Ce Mur de Berlin en nous

Vu et entendu hier et avant-hier des jeunes, enfants, vieillards bondir hors de leur chaise, sauter, crier, s’esclaffer quand un attaquant d’un club espagnol- le Real de Madrid sûrement- a marqué un but. Avec des yeux accrochés à la télé comme un chien après un os, ça blablate, ça beugle des horreurs, des insultes quand son équipe est aux creux de la vague, des moqueries vissées aux lèvres prêtes à s’abattre sur les supporteurs de l’équipe rivale. Ce qui s’est passé dans le pays dans la journée ? Cela n’a pas plus d’importance qu’une rafale de vent face à un match de ligue des champions d’Europe.

Des soldats tombés dans la région de Ségou ? Des combattants morts au cours d’un affrontement entre groupes armés dans le Nord ? Cela semble à cet instant aussi naturel que de respirer. On s’y est déjà habitués. Pour le moment seul compte le match de football qui permet de s’extraire pendant quelque temps de l’atmosphère empoisonnée qui enveloppe le pays. D’évacuer de sa tête l’inconfort du quotidien. Oui, on pourrait dire qu’il y a du cynisme et de la simplicité dans ces lignes, mais il n’empêche que c’est comme cela dans la capitale Bamako. Même si c’est triste à dire. La question est pourtant toujours la même : sommes-nous dans un pays normal ? Non, seulement que nous avons pris la coutume de trouver les choses normales même dans leur anormalité. A considérer tout ce qui se passe actuellement comme allant de soi. La preuve que les leçons que nous avons apprises concernant la crise sont ressorties par l’autre oreille.

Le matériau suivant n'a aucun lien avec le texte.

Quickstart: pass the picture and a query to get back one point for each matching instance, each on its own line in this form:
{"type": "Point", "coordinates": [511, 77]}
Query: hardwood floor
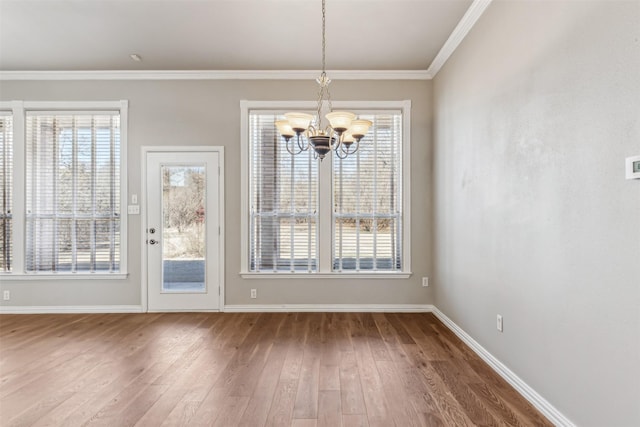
{"type": "Point", "coordinates": [247, 369]}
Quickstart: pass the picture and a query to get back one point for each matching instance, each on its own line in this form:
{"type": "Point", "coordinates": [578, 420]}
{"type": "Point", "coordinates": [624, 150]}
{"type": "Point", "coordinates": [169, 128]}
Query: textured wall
{"type": "Point", "coordinates": [534, 116]}
{"type": "Point", "coordinates": [208, 113]}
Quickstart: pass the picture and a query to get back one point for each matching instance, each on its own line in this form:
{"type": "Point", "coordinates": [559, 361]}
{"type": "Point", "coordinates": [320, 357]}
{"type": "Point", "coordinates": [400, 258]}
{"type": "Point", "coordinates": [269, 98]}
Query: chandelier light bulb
{"type": "Point", "coordinates": [285, 128]}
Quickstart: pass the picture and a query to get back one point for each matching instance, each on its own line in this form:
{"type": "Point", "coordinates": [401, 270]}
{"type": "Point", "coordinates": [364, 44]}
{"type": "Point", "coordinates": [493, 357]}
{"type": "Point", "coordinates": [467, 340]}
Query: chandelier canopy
{"type": "Point", "coordinates": [343, 131]}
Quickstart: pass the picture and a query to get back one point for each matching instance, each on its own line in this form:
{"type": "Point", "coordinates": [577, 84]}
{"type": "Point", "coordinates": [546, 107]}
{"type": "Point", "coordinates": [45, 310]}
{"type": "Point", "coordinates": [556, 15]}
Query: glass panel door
{"type": "Point", "coordinates": [183, 211]}
{"type": "Point", "coordinates": [183, 228]}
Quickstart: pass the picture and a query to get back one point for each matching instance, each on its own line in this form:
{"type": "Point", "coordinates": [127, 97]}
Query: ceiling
{"type": "Point", "coordinates": [73, 35]}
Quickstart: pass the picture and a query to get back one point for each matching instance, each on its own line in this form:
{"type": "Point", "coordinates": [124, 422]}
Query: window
{"type": "Point", "coordinates": [6, 175]}
{"type": "Point", "coordinates": [335, 216]}
{"type": "Point", "coordinates": [367, 192]}
{"type": "Point", "coordinates": [283, 202]}
{"type": "Point", "coordinates": [69, 187]}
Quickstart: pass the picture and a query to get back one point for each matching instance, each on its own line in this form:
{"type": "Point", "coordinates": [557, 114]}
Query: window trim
{"type": "Point", "coordinates": [19, 110]}
{"type": "Point", "coordinates": [325, 224]}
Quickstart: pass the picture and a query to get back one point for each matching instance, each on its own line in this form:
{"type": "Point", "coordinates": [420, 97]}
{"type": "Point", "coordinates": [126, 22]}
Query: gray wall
{"type": "Point", "coordinates": [534, 115]}
{"type": "Point", "coordinates": [208, 113]}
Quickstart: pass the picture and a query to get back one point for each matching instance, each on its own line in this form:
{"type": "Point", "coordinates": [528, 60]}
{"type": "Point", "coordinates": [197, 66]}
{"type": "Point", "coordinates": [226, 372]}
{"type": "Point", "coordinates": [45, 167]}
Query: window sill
{"type": "Point", "coordinates": [336, 275]}
{"type": "Point", "coordinates": [63, 276]}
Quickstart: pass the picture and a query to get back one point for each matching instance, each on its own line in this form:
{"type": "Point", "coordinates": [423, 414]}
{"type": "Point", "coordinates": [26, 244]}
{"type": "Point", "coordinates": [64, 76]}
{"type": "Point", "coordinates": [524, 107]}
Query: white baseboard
{"type": "Point", "coordinates": [360, 308]}
{"type": "Point", "coordinates": [51, 309]}
{"type": "Point", "coordinates": [540, 403]}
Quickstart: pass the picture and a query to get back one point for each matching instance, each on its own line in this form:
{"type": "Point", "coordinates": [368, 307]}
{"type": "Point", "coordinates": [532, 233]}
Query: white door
{"type": "Point", "coordinates": [183, 231]}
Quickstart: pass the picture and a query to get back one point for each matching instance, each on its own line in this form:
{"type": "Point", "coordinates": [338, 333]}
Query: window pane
{"type": "Point", "coordinates": [6, 175]}
{"type": "Point", "coordinates": [73, 192]}
{"type": "Point", "coordinates": [367, 188]}
{"type": "Point", "coordinates": [283, 201]}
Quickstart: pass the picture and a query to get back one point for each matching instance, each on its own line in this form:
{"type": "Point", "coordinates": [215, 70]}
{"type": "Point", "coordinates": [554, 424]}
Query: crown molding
{"type": "Point", "coordinates": [467, 22]}
{"type": "Point", "coordinates": [215, 75]}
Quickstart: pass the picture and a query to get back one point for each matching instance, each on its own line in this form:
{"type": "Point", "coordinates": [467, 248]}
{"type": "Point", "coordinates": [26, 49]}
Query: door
{"type": "Point", "coordinates": [183, 231]}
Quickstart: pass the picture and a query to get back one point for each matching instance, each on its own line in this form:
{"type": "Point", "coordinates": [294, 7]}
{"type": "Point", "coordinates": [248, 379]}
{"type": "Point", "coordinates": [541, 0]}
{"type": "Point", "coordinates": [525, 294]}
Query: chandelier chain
{"type": "Point", "coordinates": [323, 80]}
{"type": "Point", "coordinates": [324, 42]}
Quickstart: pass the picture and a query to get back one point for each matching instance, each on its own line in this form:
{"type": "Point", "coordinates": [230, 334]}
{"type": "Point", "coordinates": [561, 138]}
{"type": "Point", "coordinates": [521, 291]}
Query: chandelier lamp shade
{"type": "Point", "coordinates": [343, 132]}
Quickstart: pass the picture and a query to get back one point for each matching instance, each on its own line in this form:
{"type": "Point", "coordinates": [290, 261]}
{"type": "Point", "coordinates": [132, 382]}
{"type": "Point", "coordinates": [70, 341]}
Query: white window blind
{"type": "Point", "coordinates": [6, 198]}
{"type": "Point", "coordinates": [72, 192]}
{"type": "Point", "coordinates": [367, 189]}
{"type": "Point", "coordinates": [283, 198]}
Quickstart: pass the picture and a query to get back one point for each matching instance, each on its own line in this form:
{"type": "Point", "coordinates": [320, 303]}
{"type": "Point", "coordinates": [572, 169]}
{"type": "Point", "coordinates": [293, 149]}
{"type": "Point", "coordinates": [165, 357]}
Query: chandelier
{"type": "Point", "coordinates": [343, 132]}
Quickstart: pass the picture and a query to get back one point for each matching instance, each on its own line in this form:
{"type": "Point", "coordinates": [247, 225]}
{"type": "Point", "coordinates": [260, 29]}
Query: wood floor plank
{"type": "Point", "coordinates": [281, 411]}
{"type": "Point", "coordinates": [352, 400]}
{"type": "Point", "coordinates": [354, 420]}
{"type": "Point", "coordinates": [248, 369]}
{"type": "Point", "coordinates": [329, 409]}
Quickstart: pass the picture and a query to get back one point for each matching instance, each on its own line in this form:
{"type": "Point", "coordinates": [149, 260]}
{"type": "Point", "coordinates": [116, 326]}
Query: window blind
{"type": "Point", "coordinates": [72, 192]}
{"type": "Point", "coordinates": [367, 189]}
{"type": "Point", "coordinates": [6, 198]}
{"type": "Point", "coordinates": [283, 197]}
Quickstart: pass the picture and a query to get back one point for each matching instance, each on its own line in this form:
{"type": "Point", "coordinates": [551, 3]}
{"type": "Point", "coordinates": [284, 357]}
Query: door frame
{"type": "Point", "coordinates": [144, 285]}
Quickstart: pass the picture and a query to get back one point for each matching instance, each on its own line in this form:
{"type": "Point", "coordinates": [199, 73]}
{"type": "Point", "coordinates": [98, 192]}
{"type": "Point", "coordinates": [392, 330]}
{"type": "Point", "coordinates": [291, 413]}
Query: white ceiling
{"type": "Point", "coordinates": [223, 34]}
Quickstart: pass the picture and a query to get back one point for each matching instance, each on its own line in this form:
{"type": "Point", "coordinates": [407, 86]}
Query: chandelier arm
{"type": "Point", "coordinates": [302, 146]}
{"type": "Point", "coordinates": [289, 149]}
{"type": "Point", "coordinates": [338, 150]}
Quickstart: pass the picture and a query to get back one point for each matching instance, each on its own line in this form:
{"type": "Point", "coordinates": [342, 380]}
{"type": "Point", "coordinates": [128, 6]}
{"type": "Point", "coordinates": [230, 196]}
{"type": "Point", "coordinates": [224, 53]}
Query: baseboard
{"type": "Point", "coordinates": [361, 308]}
{"type": "Point", "coordinates": [52, 309]}
{"type": "Point", "coordinates": [540, 403]}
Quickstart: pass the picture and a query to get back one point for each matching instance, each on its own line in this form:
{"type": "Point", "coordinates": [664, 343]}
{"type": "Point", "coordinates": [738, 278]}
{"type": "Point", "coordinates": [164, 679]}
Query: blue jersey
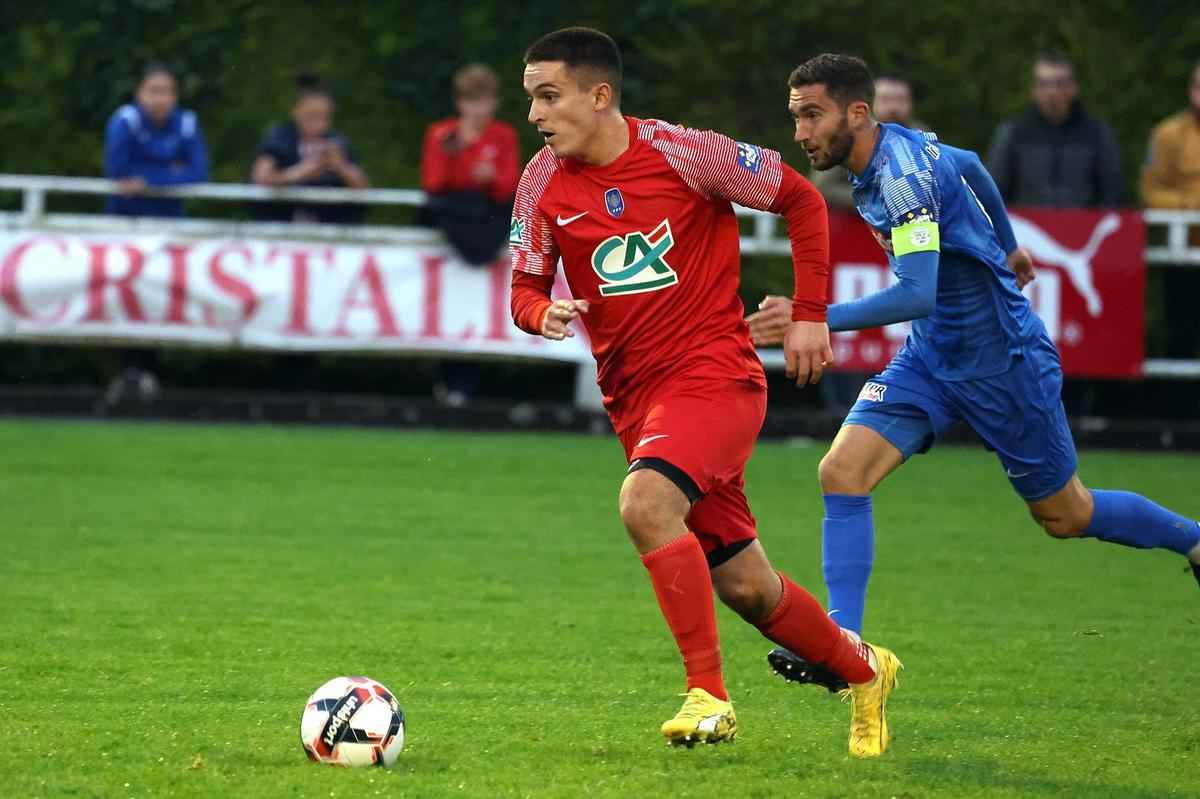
{"type": "Point", "coordinates": [981, 319]}
{"type": "Point", "coordinates": [162, 155]}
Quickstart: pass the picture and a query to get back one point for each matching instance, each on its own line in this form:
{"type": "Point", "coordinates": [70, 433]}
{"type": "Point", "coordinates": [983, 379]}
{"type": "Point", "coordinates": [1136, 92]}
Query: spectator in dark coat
{"type": "Point", "coordinates": [1056, 155]}
{"type": "Point", "coordinates": [307, 151]}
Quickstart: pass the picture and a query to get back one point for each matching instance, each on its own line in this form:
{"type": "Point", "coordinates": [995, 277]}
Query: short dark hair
{"type": "Point", "coordinates": [581, 48]}
{"type": "Point", "coordinates": [846, 78]}
{"type": "Point", "coordinates": [156, 67]}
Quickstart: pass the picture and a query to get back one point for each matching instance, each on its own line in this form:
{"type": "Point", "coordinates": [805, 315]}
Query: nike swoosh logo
{"type": "Point", "coordinates": [563, 222]}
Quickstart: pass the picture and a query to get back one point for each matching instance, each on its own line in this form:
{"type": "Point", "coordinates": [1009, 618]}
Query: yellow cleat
{"type": "Point", "coordinates": [703, 719]}
{"type": "Point", "coordinates": [869, 733]}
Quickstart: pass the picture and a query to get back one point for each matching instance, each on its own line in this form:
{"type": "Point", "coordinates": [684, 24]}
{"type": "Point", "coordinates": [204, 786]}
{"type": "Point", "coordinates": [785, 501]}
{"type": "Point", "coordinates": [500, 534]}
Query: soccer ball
{"type": "Point", "coordinates": [353, 721]}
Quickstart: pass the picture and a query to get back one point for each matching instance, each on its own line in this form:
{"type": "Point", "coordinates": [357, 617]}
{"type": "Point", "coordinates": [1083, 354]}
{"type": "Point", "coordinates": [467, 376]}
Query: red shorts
{"type": "Point", "coordinates": [707, 430]}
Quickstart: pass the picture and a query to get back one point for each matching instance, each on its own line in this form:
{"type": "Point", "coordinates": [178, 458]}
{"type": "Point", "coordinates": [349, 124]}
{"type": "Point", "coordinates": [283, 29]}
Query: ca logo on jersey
{"type": "Point", "coordinates": [636, 262]}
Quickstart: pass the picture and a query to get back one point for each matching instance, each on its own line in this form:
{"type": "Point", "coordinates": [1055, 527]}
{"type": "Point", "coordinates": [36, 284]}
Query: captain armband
{"type": "Point", "coordinates": [917, 234]}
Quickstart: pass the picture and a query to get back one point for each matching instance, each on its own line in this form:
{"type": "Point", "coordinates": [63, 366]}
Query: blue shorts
{"type": "Point", "coordinates": [1019, 414]}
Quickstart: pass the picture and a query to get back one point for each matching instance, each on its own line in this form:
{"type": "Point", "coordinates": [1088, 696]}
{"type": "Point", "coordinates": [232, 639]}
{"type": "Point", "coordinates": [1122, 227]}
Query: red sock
{"type": "Point", "coordinates": [679, 574]}
{"type": "Point", "coordinates": [801, 624]}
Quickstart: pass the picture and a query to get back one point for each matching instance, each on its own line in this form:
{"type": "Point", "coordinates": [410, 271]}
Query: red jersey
{"type": "Point", "coordinates": [652, 242]}
{"type": "Point", "coordinates": [447, 166]}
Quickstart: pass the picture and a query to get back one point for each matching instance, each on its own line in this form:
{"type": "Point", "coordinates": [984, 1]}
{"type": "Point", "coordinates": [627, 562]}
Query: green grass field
{"type": "Point", "coordinates": [172, 594]}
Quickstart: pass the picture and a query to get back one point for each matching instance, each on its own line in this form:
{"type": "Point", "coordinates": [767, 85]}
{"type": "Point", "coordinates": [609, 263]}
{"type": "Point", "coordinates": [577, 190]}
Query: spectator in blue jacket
{"type": "Point", "coordinates": [151, 142]}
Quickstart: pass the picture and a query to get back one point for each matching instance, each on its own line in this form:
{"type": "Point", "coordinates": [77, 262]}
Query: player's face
{"type": "Point", "coordinates": [822, 126]}
{"type": "Point", "coordinates": [1194, 90]}
{"type": "Point", "coordinates": [563, 110]}
{"type": "Point", "coordinates": [313, 114]}
{"type": "Point", "coordinates": [157, 96]}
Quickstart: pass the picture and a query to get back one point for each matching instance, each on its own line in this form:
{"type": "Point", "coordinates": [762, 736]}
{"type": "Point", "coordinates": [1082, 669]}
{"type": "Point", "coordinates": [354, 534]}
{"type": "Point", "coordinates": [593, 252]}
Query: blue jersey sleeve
{"type": "Point", "coordinates": [982, 185]}
{"type": "Point", "coordinates": [912, 298]}
{"type": "Point", "coordinates": [909, 187]}
{"type": "Point", "coordinates": [118, 146]}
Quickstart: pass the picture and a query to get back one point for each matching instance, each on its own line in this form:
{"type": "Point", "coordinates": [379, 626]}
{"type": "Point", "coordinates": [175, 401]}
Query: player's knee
{"type": "Point", "coordinates": [642, 514]}
{"type": "Point", "coordinates": [745, 598]}
{"type": "Point", "coordinates": [840, 474]}
{"type": "Point", "coordinates": [1068, 518]}
{"type": "Point", "coordinates": [1062, 526]}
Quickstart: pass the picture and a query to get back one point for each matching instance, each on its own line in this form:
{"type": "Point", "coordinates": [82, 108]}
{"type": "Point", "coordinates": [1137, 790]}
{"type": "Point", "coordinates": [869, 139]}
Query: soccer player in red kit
{"type": "Point", "coordinates": [640, 212]}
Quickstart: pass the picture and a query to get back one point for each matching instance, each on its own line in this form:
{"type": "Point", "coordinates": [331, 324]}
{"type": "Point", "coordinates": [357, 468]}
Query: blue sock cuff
{"type": "Point", "coordinates": [846, 505]}
{"type": "Point", "coordinates": [1102, 511]}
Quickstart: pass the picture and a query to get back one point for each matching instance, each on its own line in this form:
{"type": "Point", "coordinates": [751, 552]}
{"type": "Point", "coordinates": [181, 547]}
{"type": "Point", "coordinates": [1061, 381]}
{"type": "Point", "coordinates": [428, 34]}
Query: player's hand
{"type": "Point", "coordinates": [769, 323]}
{"type": "Point", "coordinates": [882, 240]}
{"type": "Point", "coordinates": [807, 352]}
{"type": "Point", "coordinates": [555, 325]}
{"type": "Point", "coordinates": [131, 186]}
{"type": "Point", "coordinates": [1021, 264]}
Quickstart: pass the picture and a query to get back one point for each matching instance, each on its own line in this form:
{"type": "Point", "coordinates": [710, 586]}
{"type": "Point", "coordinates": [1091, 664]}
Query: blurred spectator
{"type": "Point", "coordinates": [471, 167]}
{"type": "Point", "coordinates": [893, 103]}
{"type": "Point", "coordinates": [1171, 175]}
{"type": "Point", "coordinates": [306, 151]}
{"type": "Point", "coordinates": [151, 142]}
{"type": "Point", "coordinates": [1171, 179]}
{"type": "Point", "coordinates": [1056, 155]}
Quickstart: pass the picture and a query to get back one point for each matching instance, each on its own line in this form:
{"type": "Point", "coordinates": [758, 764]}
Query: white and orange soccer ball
{"type": "Point", "coordinates": [353, 721]}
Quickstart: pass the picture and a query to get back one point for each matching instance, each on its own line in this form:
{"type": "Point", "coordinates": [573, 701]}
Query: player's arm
{"type": "Point", "coordinates": [913, 296]}
{"type": "Point", "coordinates": [807, 348]}
{"type": "Point", "coordinates": [534, 263]}
{"type": "Point", "coordinates": [912, 200]}
{"type": "Point", "coordinates": [756, 178]}
{"type": "Point", "coordinates": [981, 181]}
{"type": "Point", "coordinates": [984, 187]}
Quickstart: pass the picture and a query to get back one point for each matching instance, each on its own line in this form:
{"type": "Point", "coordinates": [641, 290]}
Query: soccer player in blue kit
{"type": "Point", "coordinates": [977, 353]}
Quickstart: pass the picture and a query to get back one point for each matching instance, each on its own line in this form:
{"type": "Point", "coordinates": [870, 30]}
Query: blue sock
{"type": "Point", "coordinates": [849, 550]}
{"type": "Point", "coordinates": [1133, 521]}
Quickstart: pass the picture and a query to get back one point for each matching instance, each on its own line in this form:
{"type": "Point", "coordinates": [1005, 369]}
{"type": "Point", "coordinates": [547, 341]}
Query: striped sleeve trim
{"type": "Point", "coordinates": [715, 166]}
{"type": "Point", "coordinates": [531, 238]}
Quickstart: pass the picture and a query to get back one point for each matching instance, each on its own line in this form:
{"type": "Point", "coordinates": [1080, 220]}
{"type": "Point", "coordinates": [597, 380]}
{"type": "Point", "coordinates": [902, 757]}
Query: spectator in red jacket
{"type": "Point", "coordinates": [471, 167]}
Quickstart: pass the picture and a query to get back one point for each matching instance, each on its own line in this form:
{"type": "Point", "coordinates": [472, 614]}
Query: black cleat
{"type": "Point", "coordinates": [795, 668]}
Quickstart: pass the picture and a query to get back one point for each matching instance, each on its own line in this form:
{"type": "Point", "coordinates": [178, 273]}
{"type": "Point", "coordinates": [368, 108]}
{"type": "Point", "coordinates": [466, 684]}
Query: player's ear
{"type": "Point", "coordinates": [858, 113]}
{"type": "Point", "coordinates": [601, 96]}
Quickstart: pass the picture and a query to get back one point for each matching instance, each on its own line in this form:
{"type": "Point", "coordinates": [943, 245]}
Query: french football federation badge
{"type": "Point", "coordinates": [615, 203]}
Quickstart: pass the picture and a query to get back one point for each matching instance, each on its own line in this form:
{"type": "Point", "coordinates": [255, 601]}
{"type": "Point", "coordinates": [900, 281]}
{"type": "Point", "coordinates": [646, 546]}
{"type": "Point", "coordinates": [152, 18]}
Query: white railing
{"type": "Point", "coordinates": [763, 240]}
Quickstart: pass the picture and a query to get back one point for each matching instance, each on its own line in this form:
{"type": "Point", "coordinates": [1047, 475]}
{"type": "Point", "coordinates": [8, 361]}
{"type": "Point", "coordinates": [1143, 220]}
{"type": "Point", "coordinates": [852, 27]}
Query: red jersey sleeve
{"type": "Point", "coordinates": [435, 161]}
{"type": "Point", "coordinates": [531, 235]}
{"type": "Point", "coordinates": [508, 166]}
{"type": "Point", "coordinates": [808, 229]}
{"type": "Point", "coordinates": [715, 166]}
{"type": "Point", "coordinates": [529, 300]}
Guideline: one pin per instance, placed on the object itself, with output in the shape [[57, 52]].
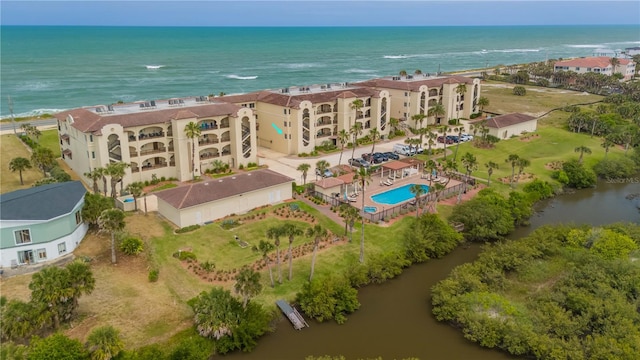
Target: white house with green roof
[[41, 223]]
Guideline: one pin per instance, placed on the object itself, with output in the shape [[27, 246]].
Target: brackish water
[[395, 321]]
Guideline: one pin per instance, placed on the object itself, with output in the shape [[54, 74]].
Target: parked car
[[359, 162], [392, 156], [442, 139], [370, 158], [327, 173], [466, 137], [381, 156]]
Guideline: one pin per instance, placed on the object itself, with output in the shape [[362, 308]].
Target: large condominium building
[[152, 139], [297, 119], [416, 94], [598, 65]]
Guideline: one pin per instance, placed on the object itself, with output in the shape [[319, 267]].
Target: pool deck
[[376, 186]]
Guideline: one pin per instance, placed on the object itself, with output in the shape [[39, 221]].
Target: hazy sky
[[318, 13]]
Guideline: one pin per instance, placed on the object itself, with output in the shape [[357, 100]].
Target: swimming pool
[[397, 195]]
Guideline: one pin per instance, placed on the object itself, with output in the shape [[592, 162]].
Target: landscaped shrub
[[187, 229], [519, 90], [615, 168], [131, 246], [153, 275]]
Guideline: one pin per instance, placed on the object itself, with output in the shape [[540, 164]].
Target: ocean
[[49, 69]]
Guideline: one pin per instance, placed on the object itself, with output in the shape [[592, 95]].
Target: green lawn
[[213, 243]]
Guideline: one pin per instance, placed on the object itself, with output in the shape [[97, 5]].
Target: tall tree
[[490, 167], [265, 248], [304, 169], [417, 190], [291, 231], [112, 221], [374, 134], [104, 343], [318, 233], [43, 158], [363, 177], [512, 159], [482, 102], [135, 189], [461, 89], [582, 150], [343, 139], [274, 233], [94, 175], [19, 164], [247, 284], [192, 131], [355, 131]]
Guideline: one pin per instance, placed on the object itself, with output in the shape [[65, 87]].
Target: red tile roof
[[508, 120], [88, 121], [592, 62], [212, 190]]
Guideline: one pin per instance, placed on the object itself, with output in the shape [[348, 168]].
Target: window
[[23, 236]]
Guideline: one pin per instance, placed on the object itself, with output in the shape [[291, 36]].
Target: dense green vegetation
[[561, 293]]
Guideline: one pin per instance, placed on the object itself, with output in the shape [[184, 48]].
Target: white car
[[466, 137]]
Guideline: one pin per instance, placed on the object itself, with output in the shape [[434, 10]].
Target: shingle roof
[[594, 61], [41, 202], [88, 121], [203, 192], [508, 120]]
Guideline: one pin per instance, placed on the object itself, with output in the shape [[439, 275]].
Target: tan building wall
[[238, 204], [517, 129]]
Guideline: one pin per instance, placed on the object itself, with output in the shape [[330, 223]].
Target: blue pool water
[[397, 195]]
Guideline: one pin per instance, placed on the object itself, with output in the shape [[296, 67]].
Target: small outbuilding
[[505, 126], [41, 224], [210, 200]]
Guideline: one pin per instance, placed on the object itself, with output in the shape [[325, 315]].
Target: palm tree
[[482, 102], [513, 160], [343, 139], [349, 214], [94, 175], [374, 134], [192, 130], [490, 166], [265, 248], [522, 163], [322, 166], [417, 190], [274, 233], [43, 158], [436, 111], [317, 233], [247, 284], [19, 164], [291, 231], [470, 164], [582, 150], [104, 343], [461, 89], [112, 221], [135, 189], [304, 168], [363, 177], [607, 143], [355, 131]]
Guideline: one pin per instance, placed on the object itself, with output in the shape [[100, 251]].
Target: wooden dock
[[292, 314]]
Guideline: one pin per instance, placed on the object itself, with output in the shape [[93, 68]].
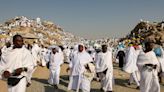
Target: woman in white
[[77, 68], [56, 60], [148, 65]]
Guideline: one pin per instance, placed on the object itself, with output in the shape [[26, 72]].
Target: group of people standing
[[144, 64], [18, 62]]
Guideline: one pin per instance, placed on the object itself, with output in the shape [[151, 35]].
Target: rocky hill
[[45, 31], [146, 30]]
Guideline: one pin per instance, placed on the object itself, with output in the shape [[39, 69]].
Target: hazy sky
[[87, 18]]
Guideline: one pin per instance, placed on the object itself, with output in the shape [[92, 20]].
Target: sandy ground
[[40, 76]]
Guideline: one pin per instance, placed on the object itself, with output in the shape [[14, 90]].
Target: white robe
[[77, 78], [14, 59], [55, 62], [149, 78], [35, 52], [131, 59], [103, 62]]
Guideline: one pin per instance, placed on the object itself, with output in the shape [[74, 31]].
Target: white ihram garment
[[14, 59], [55, 63], [77, 78], [103, 62], [149, 77]]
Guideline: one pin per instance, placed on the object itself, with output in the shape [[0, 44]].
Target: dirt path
[[40, 76]]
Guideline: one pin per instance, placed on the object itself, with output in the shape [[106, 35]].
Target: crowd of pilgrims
[[144, 63]]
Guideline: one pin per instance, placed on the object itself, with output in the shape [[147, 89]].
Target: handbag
[[11, 81]]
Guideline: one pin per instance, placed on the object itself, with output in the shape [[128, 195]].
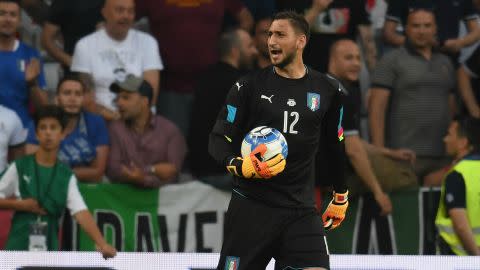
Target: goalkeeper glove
[[335, 212], [252, 167]]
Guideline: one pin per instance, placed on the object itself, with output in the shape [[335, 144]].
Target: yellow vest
[[470, 170]]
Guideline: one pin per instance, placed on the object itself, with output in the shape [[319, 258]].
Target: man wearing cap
[[146, 150]]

On dira ce qu’on voudra, mais les foules qui sont agglutinées depuis quelques temps devant la télé au bord des routes dans les quartiers de Bamako et dans les villes périphériques pour regarder religieusement un match de ligue de champion d’Europe, mardi et mercredi, nous disent quelque chose d’assez inquiétant. Ce qu’elles nous disent, c’est qu’une sorte de Mur de Berlin traverse ce pays, au point qu’à peine si une miette de considération est accordée à des soldats et combattants morts loin de la capitale. Loin de la capitale ? Pas du tout parce que si les choses étaient comme elles devaient être,  cela ne se serait passé comme ça. On serait un peuple. Une nation. Alors revient le sempiternel problème : ici ce qui se passe à Ségou n’intéresse que les Ségoviens. Des jeunes à Kayes ont manifesté pour réclamer un deuxième pont ? C’est une affaire locale. A Bamako, notre vie se résume à cela : courir derrière la pitance est devenu une religion, l’argent étant dieu. En réalité, si dans ce pays, nos vies deviennent aussi merdiques, pardonnez le mot, c’est parce que nous avons tourné le dos à l’essentiel pour ne rien faire d’autre que chercher à manger, regarder le football, siroter du thé « assis dans la rue », kiffer des musiques de Sidiki Diabaté ou de rappeurs souvent en mal de célébrité qui barètent à qui veut l’entendre que le pays va mal.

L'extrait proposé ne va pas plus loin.